Catatan Hitam Ketidakadilan Hukum dan Melemahnya Pemberantasan Korupsi di Indonesia. Oleh: Syifa Nailah Muazarah, S.Si., Aktivis LKMC dan Alumni Astronomi ITB.
Pemberantasan korupsi di Indonesia kembali tercederai oleh aparat penegak hukum. Masyarakat makin hari makin pesimis dengan keberpihakan pemerintah terhadap keadilan dan kebersihan lembaga dari racun korupsi.
Seperti dilansir dalam detik.com, Jaksa Penuntut Umum di Pengadilan Tinggi Jakarta Utara telah mengajukan tuntutan 1 tahun penjara kepada dua tersangka penyiraman air keras atas korban Novel Baswedan. Tuntutan ini cukup mengecewakan publik. Pasalnya, tersangka telah menyiramkan sejumlah air keras ke wajah Novel dan menyebabkan mata kiri korban rusak parah dan bahkan cacat permanen.

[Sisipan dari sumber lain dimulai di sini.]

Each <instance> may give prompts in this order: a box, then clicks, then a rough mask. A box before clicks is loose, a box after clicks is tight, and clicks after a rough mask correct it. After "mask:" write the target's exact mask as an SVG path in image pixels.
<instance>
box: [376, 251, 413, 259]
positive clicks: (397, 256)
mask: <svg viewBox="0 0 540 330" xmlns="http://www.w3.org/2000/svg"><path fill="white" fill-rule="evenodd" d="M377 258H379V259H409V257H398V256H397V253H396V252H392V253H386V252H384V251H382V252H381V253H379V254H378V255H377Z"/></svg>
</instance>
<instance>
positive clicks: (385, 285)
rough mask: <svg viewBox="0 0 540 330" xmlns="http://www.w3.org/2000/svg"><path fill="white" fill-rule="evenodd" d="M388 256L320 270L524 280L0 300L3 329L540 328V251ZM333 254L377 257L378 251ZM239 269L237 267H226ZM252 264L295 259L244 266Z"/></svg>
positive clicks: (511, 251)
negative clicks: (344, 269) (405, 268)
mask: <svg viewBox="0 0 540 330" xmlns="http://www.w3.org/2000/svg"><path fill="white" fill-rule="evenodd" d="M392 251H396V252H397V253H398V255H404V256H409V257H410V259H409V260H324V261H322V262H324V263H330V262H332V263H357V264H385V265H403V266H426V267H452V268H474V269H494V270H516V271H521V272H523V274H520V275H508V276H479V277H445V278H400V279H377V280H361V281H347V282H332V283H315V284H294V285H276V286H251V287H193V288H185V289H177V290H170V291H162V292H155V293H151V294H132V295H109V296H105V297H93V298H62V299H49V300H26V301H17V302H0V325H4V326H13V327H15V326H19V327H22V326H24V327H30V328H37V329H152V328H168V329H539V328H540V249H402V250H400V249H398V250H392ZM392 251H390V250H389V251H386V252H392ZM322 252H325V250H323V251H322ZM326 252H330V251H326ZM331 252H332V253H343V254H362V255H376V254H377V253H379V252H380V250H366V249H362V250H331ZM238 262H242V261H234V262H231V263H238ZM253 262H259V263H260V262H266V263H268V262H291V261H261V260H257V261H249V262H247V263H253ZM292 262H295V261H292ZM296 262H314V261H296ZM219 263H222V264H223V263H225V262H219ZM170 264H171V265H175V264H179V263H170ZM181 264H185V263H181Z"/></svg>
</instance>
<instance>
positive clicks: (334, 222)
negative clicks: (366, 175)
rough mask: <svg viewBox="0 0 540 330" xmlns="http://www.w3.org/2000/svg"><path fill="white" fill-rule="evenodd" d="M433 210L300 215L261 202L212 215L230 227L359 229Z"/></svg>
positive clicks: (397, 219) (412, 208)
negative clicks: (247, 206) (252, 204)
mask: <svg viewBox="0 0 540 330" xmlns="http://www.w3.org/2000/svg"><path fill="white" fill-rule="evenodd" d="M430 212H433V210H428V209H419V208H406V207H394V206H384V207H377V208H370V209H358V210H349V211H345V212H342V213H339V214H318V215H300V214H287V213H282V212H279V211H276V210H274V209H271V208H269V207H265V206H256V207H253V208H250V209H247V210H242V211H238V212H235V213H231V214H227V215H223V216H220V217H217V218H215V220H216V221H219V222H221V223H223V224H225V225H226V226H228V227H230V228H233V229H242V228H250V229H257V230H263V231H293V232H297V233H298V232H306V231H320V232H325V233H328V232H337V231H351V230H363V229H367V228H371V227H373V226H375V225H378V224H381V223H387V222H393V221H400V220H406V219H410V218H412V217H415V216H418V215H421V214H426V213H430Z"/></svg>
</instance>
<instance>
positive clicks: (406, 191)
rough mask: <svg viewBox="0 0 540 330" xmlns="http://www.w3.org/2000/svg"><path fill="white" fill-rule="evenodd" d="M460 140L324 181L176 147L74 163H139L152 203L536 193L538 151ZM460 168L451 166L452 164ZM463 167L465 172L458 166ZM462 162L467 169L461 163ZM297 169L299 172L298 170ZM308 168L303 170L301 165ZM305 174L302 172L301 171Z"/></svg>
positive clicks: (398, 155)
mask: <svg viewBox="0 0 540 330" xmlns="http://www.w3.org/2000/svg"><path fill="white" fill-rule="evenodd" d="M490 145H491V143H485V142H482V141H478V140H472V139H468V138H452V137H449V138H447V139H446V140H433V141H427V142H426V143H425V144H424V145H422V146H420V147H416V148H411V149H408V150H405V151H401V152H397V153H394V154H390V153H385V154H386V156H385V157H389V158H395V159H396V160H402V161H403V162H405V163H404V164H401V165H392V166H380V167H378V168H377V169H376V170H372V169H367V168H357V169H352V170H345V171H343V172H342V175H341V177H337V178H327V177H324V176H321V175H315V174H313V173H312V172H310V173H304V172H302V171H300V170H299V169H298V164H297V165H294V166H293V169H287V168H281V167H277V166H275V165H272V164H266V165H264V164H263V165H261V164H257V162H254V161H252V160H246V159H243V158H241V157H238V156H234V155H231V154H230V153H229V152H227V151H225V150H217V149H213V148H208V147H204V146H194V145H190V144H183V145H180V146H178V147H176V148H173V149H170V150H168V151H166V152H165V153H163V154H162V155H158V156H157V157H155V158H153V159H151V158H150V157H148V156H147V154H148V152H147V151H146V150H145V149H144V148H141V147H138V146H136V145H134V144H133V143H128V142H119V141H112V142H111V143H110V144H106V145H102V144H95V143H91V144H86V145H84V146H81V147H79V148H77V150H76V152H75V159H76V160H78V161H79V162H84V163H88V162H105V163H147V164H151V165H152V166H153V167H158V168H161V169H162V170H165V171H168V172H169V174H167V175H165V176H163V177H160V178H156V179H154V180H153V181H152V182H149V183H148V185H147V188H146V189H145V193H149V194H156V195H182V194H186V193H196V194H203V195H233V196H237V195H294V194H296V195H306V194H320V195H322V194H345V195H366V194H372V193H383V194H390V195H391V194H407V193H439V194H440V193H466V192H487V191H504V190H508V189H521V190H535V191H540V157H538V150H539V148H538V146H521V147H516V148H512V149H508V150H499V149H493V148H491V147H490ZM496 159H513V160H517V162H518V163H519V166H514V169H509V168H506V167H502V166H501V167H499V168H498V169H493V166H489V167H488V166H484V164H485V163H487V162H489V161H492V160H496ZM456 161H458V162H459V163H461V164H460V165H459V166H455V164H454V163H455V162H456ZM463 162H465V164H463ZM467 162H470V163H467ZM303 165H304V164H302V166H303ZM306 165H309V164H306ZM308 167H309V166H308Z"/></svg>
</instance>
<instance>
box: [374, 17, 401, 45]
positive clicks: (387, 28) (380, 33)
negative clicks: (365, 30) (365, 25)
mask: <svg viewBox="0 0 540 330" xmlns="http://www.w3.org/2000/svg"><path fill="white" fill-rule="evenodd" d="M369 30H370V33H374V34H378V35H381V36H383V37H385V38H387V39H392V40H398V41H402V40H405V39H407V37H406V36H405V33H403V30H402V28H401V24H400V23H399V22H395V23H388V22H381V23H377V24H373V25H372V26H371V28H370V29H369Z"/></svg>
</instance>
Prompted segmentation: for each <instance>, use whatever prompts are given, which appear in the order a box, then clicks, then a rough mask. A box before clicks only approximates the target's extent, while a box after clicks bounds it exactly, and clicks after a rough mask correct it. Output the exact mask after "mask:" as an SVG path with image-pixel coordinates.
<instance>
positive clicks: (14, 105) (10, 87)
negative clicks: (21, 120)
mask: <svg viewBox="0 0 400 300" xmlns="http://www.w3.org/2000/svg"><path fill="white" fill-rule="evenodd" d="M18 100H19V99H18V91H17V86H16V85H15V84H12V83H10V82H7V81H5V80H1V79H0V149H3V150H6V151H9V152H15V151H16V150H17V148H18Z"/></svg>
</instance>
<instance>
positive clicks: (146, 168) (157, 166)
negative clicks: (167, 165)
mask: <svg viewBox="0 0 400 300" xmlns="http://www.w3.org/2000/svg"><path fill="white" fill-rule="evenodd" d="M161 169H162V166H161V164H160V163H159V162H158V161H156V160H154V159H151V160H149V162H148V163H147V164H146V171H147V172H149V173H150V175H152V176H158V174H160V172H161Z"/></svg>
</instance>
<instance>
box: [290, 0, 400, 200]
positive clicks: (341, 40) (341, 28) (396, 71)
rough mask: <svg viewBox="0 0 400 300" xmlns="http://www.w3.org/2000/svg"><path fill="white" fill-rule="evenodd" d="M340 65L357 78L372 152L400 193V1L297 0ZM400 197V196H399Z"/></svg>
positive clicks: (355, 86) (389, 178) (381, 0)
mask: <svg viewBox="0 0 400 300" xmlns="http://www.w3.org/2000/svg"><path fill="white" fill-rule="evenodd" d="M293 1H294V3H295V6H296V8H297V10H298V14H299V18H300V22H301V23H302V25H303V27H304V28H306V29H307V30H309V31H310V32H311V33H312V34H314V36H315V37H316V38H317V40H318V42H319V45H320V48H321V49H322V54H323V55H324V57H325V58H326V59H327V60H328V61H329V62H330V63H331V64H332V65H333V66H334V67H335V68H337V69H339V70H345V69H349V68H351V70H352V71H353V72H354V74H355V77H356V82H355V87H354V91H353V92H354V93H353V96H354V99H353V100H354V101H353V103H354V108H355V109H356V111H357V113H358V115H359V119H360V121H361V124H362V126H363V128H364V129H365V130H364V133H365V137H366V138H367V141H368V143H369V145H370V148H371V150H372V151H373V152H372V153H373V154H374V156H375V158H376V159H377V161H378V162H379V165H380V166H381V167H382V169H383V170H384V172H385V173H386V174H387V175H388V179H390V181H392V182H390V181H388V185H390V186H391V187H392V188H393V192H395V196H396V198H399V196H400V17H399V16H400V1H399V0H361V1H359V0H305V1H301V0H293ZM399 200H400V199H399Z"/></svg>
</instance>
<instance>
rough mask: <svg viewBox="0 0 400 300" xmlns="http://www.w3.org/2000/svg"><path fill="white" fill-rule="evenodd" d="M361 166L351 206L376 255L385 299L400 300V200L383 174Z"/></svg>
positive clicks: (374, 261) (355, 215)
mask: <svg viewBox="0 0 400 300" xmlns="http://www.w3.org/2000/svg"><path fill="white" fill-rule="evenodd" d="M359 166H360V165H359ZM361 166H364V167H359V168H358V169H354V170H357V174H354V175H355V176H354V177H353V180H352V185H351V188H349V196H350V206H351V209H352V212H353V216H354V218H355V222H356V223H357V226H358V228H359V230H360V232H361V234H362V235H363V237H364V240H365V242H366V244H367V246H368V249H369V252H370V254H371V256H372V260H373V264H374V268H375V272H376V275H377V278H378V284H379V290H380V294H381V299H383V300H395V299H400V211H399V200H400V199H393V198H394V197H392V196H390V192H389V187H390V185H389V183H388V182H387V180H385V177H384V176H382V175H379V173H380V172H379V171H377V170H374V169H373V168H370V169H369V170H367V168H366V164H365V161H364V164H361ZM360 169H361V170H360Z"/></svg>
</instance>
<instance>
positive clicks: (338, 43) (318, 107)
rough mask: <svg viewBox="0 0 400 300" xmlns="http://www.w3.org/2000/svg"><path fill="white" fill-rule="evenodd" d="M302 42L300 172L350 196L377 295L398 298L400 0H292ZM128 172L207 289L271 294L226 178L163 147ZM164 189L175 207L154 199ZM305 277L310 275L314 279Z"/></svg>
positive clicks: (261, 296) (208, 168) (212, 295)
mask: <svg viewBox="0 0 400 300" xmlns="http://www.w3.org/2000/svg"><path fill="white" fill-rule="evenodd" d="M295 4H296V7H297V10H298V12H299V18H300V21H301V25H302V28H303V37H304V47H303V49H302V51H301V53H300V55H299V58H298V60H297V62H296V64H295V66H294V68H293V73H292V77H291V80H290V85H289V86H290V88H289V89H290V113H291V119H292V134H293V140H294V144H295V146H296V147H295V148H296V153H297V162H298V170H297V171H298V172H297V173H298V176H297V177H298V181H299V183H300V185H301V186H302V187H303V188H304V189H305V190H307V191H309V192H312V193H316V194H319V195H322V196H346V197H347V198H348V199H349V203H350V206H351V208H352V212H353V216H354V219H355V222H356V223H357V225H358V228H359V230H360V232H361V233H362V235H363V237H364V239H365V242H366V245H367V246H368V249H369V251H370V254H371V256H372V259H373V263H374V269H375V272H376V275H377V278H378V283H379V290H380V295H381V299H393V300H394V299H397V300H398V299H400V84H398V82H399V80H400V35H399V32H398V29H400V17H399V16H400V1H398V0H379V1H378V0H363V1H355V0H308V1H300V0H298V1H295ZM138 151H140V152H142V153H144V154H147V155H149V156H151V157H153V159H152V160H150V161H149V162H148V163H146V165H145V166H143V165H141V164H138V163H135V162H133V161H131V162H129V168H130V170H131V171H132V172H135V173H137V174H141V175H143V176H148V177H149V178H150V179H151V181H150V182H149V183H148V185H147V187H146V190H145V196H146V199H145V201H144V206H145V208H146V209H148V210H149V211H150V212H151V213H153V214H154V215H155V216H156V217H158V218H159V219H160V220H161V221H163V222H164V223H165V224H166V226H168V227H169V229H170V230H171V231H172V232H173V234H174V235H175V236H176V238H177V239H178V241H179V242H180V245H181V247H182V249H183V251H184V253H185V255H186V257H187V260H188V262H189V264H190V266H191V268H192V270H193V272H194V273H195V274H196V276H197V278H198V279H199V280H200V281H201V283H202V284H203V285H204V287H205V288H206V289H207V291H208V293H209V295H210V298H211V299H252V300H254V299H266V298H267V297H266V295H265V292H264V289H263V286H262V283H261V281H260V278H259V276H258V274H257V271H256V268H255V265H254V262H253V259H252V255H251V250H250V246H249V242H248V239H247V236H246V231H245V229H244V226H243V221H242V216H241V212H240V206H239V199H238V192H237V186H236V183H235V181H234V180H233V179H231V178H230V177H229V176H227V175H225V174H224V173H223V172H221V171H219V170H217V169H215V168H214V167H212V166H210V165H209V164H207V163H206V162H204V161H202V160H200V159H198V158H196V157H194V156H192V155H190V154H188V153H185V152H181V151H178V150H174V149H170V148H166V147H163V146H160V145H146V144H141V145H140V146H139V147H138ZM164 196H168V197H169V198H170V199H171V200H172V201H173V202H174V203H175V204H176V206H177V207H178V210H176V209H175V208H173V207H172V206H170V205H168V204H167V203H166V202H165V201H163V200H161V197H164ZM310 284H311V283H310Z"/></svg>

Jaksa menganggap bahwa kedua korban tidak sengaja mengenain wajah korban, alih-alih badan korban yang ditargetkan dalam rangka memberi pelajaran kepada Novel. Alasan ini sungguh mencengangkan publik dan menuai kontroversi. Hasil peradilan yang diharapkan adil memihak keadilan, nyatanya berujung kekecewaan dengan hasil yang irasional. Masyarakat menaruh curiga keberadaan pihak-pihak tertentu yang diuntungkan atas kejadian ini berusaha untuk mengelak dari dakwaan hukum.
Hal ini semakin membuat masyarakat jengah dengan ulah para penguasa dan orang-orang yang mencurangi hukum dan kemudian berlindung dari hukum itu sendiri. Dan menambah catatan kelam pemberantasan korupsi di Indonesia yang sudah dimulai dari masa orde lama, orde baru dan bahkan setelah terjadinya reformasi.
Para pelaku korupsi tidak pernah kapok bahkan telah menjadi kebiasaan beberapa pihak untuk melakukan praktik korupsi dan menghindar dari hukum. Perubahan hukum pemberantasan korupsi juga tidak kunjung menunjukkan hasilnya. Bukannya kasus korupsi berkurang, tapi justru hukum semakin mudah menjadi mainan berbagai pihak yang sudah kebal dengan korupsi.
Bahkan lembaga Indonesia Corruption Watch (ICW) menilai terjadi penurunan penindakan kasus korupsi selama tahun 2019 hingga kini. Bukan karena kasusnya berkurang, tetapi ruang gerak pemberantas korupsi semakin disulitkan kian harinya, seperti yang terjadi pada kasus Novel Baswedan. Pemberantas korupsi dibayang-bayangi ancaman keselamatan dan ketidakadilan hukum. Hal ini sungguh mengkhawatirkan hukum negeri ini yang semakin lunak kepada pihak-pihak yang mampu membeli hukum dan tajam kepada lawan politik dan kepentingannya.
Ketidakadilan kembali dipertontonkan kepada publik bak drama korea berkepanjangan. Ini semakin menegaskan kepada masyarakat bahwa mencari keadilan di tengah hukum yang memihak segelintir manusia berduit hanyalah ilusi berkepanjangan.
Janji-janji keadilan dan penegakkan anti korupsi seakan menjadi slogan-slogan penguasa dan beberapa pihak saja. Rakyat yang tidak disokong oleh suntikan dana besar tidak lagi memiliki tempat di mata hukum.
Catatan hitam sebelum reformasi kembali berulang dan menunjukkan wajah sesungguhnya. Mengapa perubahan hukum yang terus terjadi dari orde lama, orde baru dan bahkan reformasi tidak juga menunjukkan tegaknya keadilan di negeri ini? Kasus korupsi seperti telah menjadi sebuah pandemi karena tidak lagi terjadi satu dua kali, melainkan berkali-kali dan tersebar dari Sabang hingga Merauke. Bahkan, menjangkiti berbagai departemen pemerintahan mulai dari lembaga legislatif, eksekutif dan yudikatif. Proses peradilannya mudah dibeli saat tertangkap basah sebagai tersangka.
Lantas jangan salahkan rakyat jika sudah krisis kepercayaan kepada hukum negeri ini beserta para penegak hukumnya. Toh rakyat hanya dibutuhkan untuk membayar pajak dan sederet tagihan lainnya yang kemudian dengan santai di korupsi oleh segelintir pihak dan ‘dilindungi’ oleh hukum itu sendiri.